De gemeentelijke Kadernota met daarin het beleid voor 2006 wordt binnenkort behandeld. In Breda betekent dit dat de burgers hun wensen en verlangens voor het komende jaar uit de doeken mogen doen in een speciale hoorzitting. Wie denkt dat dat een saaie bijeenkomst is met zeurende burgers heeft voor ongelijk.

Je hebt klagers en klagers. De belangenvertegenwoordigers die op de hoorzitting afkwamen waren, hadden inderdaad nogal wat wensen en aanmerkingen op het gemeentelijk beleid. Maar zeuren was het niet. In tegendeel, veel van de dingen op de wensenlijstjes van de diverse sprekers, vond ik niet meer dan normaal.

Of we aan alle wensen ook tegemoet kunnen komen, is een tweede. Want politiek is keuzes maken. En hoewel raadslid André Lips de eerste was om te zeggen dat Gemeenschapshuis De Koe nu onderhand maar eens rap moest worden uitgebreid, heb ik daar nog wel wat kanttekeningen bij. Want ik ken buurthuizen in andere wijken die harder aan een opknapbeurt toe zijn.
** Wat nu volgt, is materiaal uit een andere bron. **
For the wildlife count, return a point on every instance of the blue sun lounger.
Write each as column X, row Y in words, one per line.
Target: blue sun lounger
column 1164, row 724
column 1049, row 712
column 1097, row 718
En politiek is nu eenmaal keuzes maken, zeker wanneer de bomen even niet meer tot aan de hemel groeien.

En dan kies ik in eerste instantie voor de kwetsbare buurten, de wijken die het het hardste nodig hebben. Dat is bij sommige insprekers misschien geen populaire boodschap, maar het is wel eerlijk. Dus men moet niet verbaasd staan te kijken als ik het jeugdhonk in de Haagse Beemden of de bestrating in het Westeinde belangrijker vind dan het uit zijn jasje gegroeide gemeenschapshuis in Princenhage.